Document Type

Article

Publication Date

2-11-2015

Abstract

Section 702 of the Foreign Intelligence Surveillance Act (FISA) authorizes the NSA to collect the electronic communications of non-U.S. targets located overseas. Recent media reports and declassified documents reveal a more extensive program than publicly understood. The article begins by considering the origins of the current programs and the relevant authorities, particularly the transfer of part of the post-9/11 President’s Surveillance Program to FISA. It outlines the contours of the 2007 Protect America Act, before its replacement in 2008 by the FISA Amendments Act (FAA). The section ends with a brief discussion of the current state of foreign intelligence collection under Executive Order 12333.

The article next turns to statutory issues related to targeting, post-targeting analysis, and the retention and dissemination of information. It argues that the NSA has sidestepped FAA restrictions by adopting procedures that allow analysts to acquire information to, from and about targets. In its foreignness determination the agency assumes, absent clear evidence to the contrary, that the target is a non-U.S. person located outside domestic bounds. And weak standards mark the foreign intelligence purpose determination. Together, these elements allow for the collection of U.S. persons’ international communications, even as they open the door to intercepting domestic communications. In regard to post-targeting analysis, the article draws attention to the intelligence community’s use of U.S. person information to query data obtained under §702, effectively bypassing protections Congress introduced to prevent reverse targeting. The article further notes in relation to retention and dissemination, that increasing consumer and industrial reliance on cryptography means that the NSA’s retention of encrypted data may soon become the exception that swallows the rule.
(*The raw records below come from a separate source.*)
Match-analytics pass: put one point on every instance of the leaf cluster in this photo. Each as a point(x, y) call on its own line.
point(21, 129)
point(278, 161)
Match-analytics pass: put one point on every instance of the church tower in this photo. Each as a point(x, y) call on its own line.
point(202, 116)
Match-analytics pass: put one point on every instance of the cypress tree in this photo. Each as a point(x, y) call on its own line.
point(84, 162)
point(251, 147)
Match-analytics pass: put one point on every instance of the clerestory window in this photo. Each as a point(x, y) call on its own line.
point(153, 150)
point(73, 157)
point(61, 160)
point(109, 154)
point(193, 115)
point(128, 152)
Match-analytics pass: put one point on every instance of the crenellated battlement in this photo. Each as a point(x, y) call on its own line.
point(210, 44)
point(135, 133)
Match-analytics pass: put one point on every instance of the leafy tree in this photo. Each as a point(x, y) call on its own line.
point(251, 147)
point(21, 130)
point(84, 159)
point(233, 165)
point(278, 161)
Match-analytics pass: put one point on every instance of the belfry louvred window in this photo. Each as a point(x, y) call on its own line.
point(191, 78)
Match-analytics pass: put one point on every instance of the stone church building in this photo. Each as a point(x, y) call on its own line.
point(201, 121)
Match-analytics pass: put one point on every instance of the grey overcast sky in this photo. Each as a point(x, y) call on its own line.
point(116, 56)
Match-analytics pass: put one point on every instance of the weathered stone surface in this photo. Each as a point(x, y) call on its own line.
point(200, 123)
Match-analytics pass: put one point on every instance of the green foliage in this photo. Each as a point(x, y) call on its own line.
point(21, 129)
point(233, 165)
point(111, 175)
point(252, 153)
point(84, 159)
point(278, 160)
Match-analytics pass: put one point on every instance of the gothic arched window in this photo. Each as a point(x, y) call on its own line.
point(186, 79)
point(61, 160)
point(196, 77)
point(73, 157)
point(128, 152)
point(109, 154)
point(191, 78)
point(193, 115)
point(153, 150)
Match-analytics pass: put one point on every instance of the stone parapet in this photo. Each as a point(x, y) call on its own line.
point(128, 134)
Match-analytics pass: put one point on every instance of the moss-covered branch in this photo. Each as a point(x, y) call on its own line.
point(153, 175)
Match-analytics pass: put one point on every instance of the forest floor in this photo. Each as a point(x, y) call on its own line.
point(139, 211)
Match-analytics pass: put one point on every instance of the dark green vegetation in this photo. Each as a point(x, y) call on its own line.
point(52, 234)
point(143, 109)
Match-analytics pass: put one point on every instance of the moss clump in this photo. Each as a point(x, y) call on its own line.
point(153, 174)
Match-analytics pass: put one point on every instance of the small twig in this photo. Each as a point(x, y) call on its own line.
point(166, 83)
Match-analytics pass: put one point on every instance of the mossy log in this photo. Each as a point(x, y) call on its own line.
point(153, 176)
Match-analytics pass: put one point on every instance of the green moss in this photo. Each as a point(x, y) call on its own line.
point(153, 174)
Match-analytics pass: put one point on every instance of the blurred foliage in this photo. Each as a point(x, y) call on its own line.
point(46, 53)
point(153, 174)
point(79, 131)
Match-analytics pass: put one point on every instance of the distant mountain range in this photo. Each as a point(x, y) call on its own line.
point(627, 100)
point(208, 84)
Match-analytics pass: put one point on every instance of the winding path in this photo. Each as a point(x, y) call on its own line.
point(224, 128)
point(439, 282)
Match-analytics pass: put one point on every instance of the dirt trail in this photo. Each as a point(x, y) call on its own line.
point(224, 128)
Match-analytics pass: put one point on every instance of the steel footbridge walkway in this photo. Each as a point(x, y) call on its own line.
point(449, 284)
In its constitutional analysis, the article finds certain practices instituted under §702 to violate the Fourth Amendment. The NSA’s actions, for purposes of the warrant clause, are constitutionally sufficient insofar as foreign intelligence gathering to or from non-U.S. persons is concerned. The tipping point comes in regard to criminal prosecution. Absent a foreign intelligence purpose, there is no exception to the warrant requirement for the query of U.S. persons’ international or domestic communications. The interception of U.S. persons’ communications under §702 must comport with the reasonableness requirements of the Fourth Amendment. A totality of the circumstances test, in which the significant governmental interest in national security is weighed against the potential intrusion into U.S. persons’ privacy, applies. The incidental collection of large quantities of U.S. persons’ international communications, the scanning of content for information about non-U.S. person selectors/targets, and the interception of domestic communications in MCTs, as well as the query of data using U.S. person identifiers, fall outside the reasonableness component of the Fourth Amendment.

The article concludes by calling for renewed efforts to draw a line between foreign intelligence gathering and criminal law and to create higher protections for U.S. persons, to ensure that the United States can continue to collect critical information, while remaining consistent with regard to the right to privacy embedded in the Fourth Amendment.